Trump cancela cumbre con Kim Jong-un

Advierte hostilidad abierta

El presidente estadounidense, Donald Trump, anunció este jueves la cancelación de su reunión con el líder norcoreano, Kim Jong-un, que estaba prevista para el 12 de junio en Singapur. La decisión, comunicada en una carta a Kim, llega tras días de especulación sobre si el encuentro llegaría a celebrarse tras las críticas lanzadas por Pyongyang contra Washington y las amenazas de que podría no presentarse a la cita, en que se trataría el programa nuclear del empobrecido país asiático. Ante el riesgo de un enorme fracaso diplomático, Trump ha optado por dar marcha atrás.

“Estaba muy interesado en estar allí con usted. Tristemente, basado en el enfado tremendo y la hostilidad abierta reflejada en su comunicado reciente, siento que es inapropiado, en este momento, celebrar este encuentro largamente planeado”, escribe Trump en la misiva a Kim. El presidente estadounidense deja a la puerta abierta a celebrar el encuentro en el futuro, si el dictador norcoreano “cambia de opinión” sobre la necesidad de entablar una negociación. Pero al mismo tiempo, en un tímido retorno a la retórica beligerante de hace pocos meses, le advierte de que la capacidad nuclear de EE UU es “masiva y poderosa”.

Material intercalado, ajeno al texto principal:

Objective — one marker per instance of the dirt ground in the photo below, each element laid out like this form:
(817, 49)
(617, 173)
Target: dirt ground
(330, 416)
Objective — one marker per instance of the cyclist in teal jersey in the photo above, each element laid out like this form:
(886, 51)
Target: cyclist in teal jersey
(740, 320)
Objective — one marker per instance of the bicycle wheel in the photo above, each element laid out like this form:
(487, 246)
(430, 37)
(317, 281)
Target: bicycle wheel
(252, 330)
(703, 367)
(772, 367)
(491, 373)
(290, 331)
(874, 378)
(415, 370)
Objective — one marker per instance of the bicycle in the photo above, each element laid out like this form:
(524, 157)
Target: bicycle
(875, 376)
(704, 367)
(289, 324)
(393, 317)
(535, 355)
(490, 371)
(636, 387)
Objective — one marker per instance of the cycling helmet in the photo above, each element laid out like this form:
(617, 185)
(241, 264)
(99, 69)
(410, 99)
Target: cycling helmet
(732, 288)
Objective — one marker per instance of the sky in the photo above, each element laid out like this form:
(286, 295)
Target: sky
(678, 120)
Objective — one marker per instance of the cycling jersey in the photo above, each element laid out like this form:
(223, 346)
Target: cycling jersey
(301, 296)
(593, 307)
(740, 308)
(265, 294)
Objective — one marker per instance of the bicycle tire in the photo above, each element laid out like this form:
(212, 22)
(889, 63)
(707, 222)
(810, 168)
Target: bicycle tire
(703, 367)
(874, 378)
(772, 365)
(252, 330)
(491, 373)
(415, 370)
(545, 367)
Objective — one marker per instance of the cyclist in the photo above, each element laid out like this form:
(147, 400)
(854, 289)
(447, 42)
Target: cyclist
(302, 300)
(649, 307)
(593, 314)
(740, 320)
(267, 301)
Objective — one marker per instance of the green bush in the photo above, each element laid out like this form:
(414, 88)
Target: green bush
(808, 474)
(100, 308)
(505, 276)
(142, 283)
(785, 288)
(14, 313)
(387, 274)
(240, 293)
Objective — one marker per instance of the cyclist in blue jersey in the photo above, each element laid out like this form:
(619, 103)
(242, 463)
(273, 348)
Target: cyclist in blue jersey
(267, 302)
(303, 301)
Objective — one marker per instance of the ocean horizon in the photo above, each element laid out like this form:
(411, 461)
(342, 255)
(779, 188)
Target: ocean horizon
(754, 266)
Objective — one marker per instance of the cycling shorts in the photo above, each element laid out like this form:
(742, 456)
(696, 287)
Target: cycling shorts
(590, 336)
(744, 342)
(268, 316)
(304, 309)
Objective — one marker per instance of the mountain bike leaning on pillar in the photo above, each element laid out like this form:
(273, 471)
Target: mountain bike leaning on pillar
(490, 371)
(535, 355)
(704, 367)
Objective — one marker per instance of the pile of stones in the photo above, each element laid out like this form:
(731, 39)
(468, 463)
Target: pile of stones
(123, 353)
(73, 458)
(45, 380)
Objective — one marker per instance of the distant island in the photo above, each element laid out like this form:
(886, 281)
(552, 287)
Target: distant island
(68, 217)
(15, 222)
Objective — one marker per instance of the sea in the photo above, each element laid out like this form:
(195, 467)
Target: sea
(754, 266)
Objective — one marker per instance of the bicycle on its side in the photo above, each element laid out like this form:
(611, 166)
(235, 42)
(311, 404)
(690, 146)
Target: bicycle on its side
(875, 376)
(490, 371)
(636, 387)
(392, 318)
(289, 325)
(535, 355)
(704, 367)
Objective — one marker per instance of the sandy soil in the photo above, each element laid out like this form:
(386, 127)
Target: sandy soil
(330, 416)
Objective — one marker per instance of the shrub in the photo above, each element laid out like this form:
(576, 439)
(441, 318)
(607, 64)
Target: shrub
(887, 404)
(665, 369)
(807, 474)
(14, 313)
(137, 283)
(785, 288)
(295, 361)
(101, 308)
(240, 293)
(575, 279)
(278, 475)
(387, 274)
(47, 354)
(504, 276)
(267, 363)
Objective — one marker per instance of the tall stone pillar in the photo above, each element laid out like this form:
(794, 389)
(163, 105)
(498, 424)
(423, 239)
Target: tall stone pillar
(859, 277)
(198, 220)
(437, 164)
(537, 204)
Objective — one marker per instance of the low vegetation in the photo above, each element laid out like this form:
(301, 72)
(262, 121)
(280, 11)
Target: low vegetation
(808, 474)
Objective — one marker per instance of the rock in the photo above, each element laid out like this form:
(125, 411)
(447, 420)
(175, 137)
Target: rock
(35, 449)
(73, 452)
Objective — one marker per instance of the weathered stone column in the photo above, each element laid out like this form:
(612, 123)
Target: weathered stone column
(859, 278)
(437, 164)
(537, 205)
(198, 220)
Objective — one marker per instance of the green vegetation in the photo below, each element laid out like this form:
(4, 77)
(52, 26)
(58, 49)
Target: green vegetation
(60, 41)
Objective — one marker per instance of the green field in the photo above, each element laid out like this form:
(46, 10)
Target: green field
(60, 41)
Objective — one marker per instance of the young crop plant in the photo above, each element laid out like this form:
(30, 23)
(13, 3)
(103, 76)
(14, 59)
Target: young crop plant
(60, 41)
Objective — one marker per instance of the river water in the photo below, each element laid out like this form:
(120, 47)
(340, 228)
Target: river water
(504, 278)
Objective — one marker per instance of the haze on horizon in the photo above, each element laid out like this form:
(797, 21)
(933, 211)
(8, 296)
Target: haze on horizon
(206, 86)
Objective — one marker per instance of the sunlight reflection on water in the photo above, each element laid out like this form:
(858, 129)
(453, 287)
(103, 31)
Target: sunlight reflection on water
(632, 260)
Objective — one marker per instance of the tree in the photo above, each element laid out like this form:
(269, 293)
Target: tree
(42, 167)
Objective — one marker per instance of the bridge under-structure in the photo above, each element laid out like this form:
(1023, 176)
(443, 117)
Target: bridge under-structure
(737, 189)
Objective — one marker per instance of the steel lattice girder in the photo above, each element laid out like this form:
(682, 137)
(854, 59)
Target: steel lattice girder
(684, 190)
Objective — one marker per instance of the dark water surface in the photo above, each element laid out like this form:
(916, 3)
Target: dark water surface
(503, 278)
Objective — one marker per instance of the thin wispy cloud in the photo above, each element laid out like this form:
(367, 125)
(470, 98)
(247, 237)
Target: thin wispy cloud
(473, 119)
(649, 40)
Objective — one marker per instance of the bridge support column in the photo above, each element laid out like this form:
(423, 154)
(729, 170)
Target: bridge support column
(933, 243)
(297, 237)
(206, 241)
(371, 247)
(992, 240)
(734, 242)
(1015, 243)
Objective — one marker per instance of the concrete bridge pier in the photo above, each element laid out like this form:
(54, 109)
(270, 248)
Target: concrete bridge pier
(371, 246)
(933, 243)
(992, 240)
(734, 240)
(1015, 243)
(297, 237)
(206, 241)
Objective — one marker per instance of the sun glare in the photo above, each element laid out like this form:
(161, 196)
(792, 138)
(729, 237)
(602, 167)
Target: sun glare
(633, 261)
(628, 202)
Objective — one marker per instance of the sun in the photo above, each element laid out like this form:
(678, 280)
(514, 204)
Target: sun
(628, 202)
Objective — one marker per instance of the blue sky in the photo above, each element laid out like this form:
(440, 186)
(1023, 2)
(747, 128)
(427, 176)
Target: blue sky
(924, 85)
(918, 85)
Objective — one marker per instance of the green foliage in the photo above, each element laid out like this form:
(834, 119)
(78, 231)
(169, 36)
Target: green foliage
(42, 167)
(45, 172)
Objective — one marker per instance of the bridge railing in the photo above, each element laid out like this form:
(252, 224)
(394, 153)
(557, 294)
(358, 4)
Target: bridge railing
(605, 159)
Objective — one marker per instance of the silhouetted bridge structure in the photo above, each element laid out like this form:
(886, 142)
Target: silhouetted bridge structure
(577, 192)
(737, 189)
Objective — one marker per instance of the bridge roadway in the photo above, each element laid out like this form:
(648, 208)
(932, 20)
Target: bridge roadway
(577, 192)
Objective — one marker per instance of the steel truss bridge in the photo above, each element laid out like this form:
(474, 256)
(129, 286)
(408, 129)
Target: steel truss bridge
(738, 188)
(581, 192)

“El mundo, y Corea del Norte en particular, ha perdido una gran oportunidad para una paz duradera y una gran prosperidad y riqueza. Esta oportunidad perdida es verdaderamente un momento triste en la historia”, señala Trump.

La carta se difundió pocas horas después de que el régimen de Kim asegurara haber “demolido por completo” su centro de pruebas nucleares en Punggye-ri, en el norte del país, en lo que consideraba un gesto de buena voluntad ante la cumbre con Trump.

Pero este jueves también volvieron a arreciar las críticas del Gobierno de Kim contra el de Trump. La viceministra de Exteriores norcoreana, Choe Son-hui, volvió a cuestionar la celebración de la cita de Singapur al llamar “ignorantes y estúpidas” unas declaraciones del vicepresidente estadounidense, Mike Pence, que el lunes advirtió de que, si no llegaba a un acuerdo con EE UU, el Gobierno de Kim podría acabar como el del depuesto líder libio Muamar el Gadafi. Pyongyang ya había advertido antes de que la celebración de un ejercicio militar conjunto entre EE UU y Corea del Sur, planeado con antelación, ponía en riesgo el encuentro.